One in three Hoosiers families live at or below the poverty line.
Pence’s record investment in education was made by finally making a pre-k program for the state. Not one that serves all children, but some, at least. Pence turned down federal funding that would have served all of the children.
Indiana does not feel thankful in that lack of concern for their future citizens and workers. Indiana ranks 40th in adults getting an education beyond High School.
Indiana had a budget surplus. It created this surplus through a complete lack of investment in social services and infrastructure.
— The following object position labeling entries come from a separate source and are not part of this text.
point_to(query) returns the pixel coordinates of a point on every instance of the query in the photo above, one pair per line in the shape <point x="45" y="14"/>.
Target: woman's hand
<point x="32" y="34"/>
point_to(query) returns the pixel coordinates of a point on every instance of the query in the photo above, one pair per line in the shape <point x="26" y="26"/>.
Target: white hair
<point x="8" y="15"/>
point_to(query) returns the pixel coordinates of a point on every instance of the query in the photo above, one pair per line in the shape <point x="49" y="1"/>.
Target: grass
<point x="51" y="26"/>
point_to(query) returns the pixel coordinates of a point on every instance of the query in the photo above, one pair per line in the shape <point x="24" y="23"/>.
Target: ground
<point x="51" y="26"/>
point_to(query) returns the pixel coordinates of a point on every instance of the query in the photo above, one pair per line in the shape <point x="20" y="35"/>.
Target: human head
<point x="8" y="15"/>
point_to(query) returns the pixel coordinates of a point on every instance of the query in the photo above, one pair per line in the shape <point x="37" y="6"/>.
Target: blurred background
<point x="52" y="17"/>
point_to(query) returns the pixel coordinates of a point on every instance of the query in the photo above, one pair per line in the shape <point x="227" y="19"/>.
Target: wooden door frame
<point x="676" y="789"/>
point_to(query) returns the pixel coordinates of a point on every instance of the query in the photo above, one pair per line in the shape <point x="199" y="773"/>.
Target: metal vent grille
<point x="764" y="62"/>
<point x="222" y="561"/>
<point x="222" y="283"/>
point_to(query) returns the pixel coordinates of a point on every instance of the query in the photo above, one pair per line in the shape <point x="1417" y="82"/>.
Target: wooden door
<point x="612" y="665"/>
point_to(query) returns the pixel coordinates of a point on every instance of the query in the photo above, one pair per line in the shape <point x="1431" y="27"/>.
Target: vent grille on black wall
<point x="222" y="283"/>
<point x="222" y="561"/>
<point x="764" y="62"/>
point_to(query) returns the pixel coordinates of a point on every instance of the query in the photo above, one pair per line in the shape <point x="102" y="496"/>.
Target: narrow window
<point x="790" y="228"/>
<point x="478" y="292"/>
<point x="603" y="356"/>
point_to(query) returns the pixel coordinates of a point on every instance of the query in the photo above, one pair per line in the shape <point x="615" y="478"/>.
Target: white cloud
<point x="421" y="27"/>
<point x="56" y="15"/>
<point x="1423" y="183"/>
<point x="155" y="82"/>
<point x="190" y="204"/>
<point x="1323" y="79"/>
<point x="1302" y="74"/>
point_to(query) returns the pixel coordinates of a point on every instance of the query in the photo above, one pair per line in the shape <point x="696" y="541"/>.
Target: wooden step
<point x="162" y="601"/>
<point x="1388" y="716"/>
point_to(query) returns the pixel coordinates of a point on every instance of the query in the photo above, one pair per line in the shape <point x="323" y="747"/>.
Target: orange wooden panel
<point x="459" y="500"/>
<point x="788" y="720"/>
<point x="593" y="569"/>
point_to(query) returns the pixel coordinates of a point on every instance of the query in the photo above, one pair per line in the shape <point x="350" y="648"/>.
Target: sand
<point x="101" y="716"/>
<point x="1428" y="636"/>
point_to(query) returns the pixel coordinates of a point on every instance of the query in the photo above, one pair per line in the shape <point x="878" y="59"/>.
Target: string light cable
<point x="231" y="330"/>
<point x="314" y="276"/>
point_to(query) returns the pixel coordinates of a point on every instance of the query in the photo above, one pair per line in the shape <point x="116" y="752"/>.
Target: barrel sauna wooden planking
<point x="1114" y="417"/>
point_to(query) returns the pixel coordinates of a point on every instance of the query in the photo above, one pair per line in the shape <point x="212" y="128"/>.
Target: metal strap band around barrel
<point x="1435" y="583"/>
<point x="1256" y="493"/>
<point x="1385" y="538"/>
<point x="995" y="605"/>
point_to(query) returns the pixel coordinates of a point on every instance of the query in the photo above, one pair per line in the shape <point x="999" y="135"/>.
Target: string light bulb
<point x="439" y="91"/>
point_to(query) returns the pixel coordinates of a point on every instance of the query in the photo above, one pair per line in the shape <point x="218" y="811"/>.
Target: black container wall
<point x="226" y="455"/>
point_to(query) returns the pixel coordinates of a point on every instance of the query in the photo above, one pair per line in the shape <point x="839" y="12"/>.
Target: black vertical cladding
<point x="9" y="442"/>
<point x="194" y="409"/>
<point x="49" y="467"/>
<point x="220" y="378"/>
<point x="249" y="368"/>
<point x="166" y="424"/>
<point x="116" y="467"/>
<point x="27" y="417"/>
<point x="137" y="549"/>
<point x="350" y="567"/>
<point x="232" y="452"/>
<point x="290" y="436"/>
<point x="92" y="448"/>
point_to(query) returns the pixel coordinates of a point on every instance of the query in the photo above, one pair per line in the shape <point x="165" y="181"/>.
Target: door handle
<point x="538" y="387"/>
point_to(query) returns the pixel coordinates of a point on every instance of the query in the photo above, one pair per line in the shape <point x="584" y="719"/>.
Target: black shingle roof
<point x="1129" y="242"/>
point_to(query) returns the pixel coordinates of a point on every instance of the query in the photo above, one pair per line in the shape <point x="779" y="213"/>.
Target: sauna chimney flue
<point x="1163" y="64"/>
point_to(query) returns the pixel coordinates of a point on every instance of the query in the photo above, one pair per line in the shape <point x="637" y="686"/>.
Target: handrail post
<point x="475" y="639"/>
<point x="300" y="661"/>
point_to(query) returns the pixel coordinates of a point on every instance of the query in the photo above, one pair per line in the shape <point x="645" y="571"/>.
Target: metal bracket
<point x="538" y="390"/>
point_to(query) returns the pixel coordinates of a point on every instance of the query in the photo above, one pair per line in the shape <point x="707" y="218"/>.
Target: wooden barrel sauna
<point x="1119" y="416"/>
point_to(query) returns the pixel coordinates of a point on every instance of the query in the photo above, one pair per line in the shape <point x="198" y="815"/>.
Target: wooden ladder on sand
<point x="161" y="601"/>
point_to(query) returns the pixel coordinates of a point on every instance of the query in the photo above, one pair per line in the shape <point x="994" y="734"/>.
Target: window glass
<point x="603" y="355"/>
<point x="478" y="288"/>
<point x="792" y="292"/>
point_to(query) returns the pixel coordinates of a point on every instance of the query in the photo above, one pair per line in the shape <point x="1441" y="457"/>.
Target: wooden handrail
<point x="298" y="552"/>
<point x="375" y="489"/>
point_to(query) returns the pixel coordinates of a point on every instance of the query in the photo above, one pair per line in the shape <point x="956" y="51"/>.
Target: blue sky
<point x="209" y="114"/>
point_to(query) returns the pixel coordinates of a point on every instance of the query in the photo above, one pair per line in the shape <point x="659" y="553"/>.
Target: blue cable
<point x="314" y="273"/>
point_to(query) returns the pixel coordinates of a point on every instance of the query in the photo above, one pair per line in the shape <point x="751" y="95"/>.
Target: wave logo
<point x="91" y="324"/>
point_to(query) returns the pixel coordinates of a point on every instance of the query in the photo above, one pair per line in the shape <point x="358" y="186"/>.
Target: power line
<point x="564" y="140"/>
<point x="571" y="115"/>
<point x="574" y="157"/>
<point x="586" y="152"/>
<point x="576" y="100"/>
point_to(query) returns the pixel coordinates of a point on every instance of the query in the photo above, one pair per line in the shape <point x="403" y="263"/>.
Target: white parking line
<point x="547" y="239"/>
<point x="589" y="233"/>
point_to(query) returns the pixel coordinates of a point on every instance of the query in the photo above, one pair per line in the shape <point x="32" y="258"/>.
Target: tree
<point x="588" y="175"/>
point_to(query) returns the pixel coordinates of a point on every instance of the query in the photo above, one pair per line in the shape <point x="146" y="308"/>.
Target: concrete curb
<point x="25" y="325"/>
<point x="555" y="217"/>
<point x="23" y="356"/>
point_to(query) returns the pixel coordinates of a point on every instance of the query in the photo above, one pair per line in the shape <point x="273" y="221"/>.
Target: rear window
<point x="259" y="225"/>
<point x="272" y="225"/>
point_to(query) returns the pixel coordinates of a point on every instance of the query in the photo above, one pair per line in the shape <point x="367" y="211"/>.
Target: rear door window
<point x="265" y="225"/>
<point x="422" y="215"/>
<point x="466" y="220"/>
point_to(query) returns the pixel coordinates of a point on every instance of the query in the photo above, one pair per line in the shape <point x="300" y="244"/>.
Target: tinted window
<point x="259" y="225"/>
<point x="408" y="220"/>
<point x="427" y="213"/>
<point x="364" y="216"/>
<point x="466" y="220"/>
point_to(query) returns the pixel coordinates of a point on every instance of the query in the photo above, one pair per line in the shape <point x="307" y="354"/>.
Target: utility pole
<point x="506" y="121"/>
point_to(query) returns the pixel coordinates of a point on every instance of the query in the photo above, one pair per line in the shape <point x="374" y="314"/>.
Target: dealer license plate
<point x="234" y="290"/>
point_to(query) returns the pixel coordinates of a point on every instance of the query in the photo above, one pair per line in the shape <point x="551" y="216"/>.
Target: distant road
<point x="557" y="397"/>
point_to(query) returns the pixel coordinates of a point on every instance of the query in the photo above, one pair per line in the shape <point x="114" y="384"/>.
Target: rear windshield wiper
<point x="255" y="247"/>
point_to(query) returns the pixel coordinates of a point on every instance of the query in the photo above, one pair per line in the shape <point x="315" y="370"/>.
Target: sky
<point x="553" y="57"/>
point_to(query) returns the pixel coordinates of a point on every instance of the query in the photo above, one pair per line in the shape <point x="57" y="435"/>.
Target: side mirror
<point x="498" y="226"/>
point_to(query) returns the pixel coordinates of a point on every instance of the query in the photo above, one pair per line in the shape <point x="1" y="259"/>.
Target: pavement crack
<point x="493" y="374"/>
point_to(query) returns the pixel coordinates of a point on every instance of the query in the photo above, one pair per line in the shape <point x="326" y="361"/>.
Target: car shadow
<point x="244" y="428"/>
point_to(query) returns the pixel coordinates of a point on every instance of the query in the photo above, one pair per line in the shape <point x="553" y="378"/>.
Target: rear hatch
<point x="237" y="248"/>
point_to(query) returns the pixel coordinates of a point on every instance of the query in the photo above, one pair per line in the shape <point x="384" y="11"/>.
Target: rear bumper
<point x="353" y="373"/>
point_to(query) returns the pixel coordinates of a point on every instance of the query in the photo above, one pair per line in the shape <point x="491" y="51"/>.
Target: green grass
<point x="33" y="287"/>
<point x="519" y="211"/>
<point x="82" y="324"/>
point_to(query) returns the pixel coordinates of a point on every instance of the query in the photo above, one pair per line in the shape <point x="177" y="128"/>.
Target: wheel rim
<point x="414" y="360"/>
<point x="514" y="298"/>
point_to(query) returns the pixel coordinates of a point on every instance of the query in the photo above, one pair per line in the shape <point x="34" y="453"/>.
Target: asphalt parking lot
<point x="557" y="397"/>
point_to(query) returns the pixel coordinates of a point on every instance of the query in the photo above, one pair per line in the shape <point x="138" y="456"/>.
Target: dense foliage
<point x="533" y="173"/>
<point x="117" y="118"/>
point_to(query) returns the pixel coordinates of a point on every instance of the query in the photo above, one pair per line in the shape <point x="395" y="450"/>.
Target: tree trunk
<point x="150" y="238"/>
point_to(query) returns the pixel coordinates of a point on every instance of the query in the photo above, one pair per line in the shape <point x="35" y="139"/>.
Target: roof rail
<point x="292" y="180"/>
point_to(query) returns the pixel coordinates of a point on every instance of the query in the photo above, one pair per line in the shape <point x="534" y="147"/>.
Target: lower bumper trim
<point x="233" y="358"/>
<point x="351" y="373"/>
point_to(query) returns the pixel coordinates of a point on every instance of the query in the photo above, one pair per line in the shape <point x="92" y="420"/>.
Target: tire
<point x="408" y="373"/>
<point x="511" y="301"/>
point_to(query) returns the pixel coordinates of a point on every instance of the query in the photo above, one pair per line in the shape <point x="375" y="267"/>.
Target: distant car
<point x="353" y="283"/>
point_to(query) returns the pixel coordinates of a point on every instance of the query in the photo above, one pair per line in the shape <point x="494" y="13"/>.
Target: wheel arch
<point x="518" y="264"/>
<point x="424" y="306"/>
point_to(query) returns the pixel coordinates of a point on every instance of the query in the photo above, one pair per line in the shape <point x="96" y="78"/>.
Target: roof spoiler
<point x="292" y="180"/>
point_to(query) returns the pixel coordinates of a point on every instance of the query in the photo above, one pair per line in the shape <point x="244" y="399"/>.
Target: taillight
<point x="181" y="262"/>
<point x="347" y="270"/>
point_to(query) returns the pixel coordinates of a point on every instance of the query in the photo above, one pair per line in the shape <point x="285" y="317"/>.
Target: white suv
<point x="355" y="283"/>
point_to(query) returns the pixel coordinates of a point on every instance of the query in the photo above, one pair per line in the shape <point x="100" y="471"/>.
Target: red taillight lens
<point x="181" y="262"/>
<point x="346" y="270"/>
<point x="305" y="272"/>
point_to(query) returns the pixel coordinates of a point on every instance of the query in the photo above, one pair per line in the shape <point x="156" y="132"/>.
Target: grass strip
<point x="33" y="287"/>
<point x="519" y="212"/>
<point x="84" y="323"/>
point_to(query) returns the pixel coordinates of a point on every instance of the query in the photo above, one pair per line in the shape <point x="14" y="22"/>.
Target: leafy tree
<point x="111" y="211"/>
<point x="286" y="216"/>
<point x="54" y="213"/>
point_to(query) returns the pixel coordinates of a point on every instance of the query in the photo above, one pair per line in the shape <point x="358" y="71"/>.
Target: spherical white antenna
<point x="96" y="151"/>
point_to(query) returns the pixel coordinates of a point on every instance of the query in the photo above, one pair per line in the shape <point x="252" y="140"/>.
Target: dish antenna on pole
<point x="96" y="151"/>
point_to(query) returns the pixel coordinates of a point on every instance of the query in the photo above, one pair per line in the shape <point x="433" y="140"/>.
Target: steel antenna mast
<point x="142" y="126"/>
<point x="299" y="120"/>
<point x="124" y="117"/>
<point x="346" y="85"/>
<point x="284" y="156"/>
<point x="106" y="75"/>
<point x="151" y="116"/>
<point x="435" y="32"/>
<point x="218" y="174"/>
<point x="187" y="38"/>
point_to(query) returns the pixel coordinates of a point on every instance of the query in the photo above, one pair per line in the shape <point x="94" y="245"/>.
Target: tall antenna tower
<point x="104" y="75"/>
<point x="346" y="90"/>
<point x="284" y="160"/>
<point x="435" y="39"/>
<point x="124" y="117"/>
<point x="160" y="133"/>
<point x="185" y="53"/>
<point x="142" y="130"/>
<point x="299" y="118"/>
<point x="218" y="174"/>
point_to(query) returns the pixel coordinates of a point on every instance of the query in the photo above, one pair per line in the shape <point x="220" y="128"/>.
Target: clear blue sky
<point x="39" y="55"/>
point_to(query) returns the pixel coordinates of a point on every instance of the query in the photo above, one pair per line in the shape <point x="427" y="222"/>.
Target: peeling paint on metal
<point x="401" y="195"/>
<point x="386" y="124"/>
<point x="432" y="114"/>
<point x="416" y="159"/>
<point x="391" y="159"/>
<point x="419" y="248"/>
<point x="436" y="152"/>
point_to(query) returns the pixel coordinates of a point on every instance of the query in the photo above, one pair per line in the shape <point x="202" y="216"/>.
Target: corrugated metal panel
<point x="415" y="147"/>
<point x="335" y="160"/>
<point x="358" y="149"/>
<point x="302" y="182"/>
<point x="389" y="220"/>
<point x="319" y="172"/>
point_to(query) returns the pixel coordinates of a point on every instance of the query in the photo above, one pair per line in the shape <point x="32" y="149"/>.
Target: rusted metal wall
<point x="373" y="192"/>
Such a complete lack that when the infrastructure critically failed, the surplus had to be tapped so deeply to aright the crisis that Pence is now also claiming out of the other side of his mouth of a record investment in infrastructure.
That investment never would have reached the penny wise-pound foolish point if the Pence administration had been invested in infrastructure slowly and surely along the way. You can save a lot of money on your household budget by not getting maintenance or repair work done on your car, too. Eventually that bill will come due, and it will be larger and more critical for the care you neglected along the way.
I see the echoes of Cheney, down the halls of history, in Pence. Pence will not focus on foreign policy, though. Pence wants to focus on domestic affairs. With his abysmal record in Indiana, that makes me worry greatly for the US. We are already in a critical state with infrastructure, and the US educational system is quickly falling behind in a global market that is expanding it’s reach. Innovation comes from education, and we are not educating.
The educational policies begun under President Obama have not been in place long enough to take root and produce new results. We must push forward now, and Pence is not looking forward. Trump surely isn’t either as he has said that the Department of Education can largely be eliminated.
Ask a hiring manager how they look at applications from people who have attended non Federally accredited schools. A system of regulating and ensuring that a standard benchmark is true of a graduate from any state of the Union is precisely why we have a Department of Education.
So I want to go back. I want to shake my 28 year old self. I want to tell her to look at the man behind the man who speaks so outrageously that he must be “shooting from the hip.”
I want to show her sights from her future and tell her what came of an administration with that fool as the figurehead. It’s not enough that she won’t repeat her mistake in four years. She needs to understand the deep shame she will feel that she ever made that mistake to begin with. That she will feel she has blood on her hands. That she will have blood on her hands.
I want to tell her that in just a few short months the worst foreign attack on US soil will happen and that buffoon was utterly bereft of the ability to soundly engage in the subtleties of foreign policy that would limit the loss that will reverberate for decades to come. That we are still suffering, 16 years later, from a man who didn’t understand the difference between fear of threat and reasoned threat.
I want to tell her so much.
I can’t. She’s gone.
Instead the wheel has come round and this time it has spiraled yet tighter. As it does. Trump is not just a fool. He’s a fool with a temper. Pence isn’t just an opportunistic warhawk. He’s a deeply flawed fanatic.
Clinton may represent business as usual to many, but to what is left of the 28 year old in me I can also see Hillary as the continuation of policies that were going right back then. Of policies that are going right now.
The deeply cynical hunger for upheaval that led me to longing for the outsider that W seemed to be led me to starvation.
It took me years to see the outcome of that bad decision. Please do not repeat my mistakes.
I’m here from the future and I have to tell you something. Look to the man behind the man.